Enums Are Perfect for ASTs
Rust’s enums make AST nodes beautiful:
1pub enum Expression {
2 Identifier(Identifier),
3 Integer(IntegerLiteral),
4 String(StringLiteral),
5 Boolean(Boolean),
6 Prefix(PrefixExpression),
7 Infix(InfixExpression),
8 If(IfExpression),
9 Function(FunctionLiteral),
10 Call(CallExpression),
11 Array(ArrayLiteral),
12 Index(IndexExpression),
13 Hash(HashLiteral),
14}
Each variant holds its own data. Pattern matching makes the evaluator clean:
1match expr {
2 ast::Expression::Integer(literal) => Ok(Rc::new(Object::Integer(literal.value))),
3 ast::Expression::String(literal) => Ok(Rc::new(Object::String(literal.value))),
4 ast::Expression::Boolean(literal) => eval_boolean(literal),
5 ast::Expression::Prefix(literal) => eval_prefix_expression(literal, env),
6 ast::Expression::Infix(literal) => eval_infix_expression(literal, env),
7 // ... and so on
8}
No null checks, no inheritance hierarchies, just data and functions.
What I’d Do Differently
If I were starting over, I’d add:
- Better error messages with line numbers and column positions
- A type system (even a simple one would catch bugs)

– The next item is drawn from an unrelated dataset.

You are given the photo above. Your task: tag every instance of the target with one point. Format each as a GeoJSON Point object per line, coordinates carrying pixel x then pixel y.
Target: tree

- Bytecode compilation for performance (this is what Crafting Interpreters does in part 3)
Try It
The interpreter is on GitHub. You can run the REPL:
1cargo run
Or execute a file:
1cargo run -- examples/fibonacci.monkey
If you’ve ever wondered how programming languages work, build an interpreter. It’s one of those projects that changes how you think about code. You go from “I use functions” to “I understand why functions work.”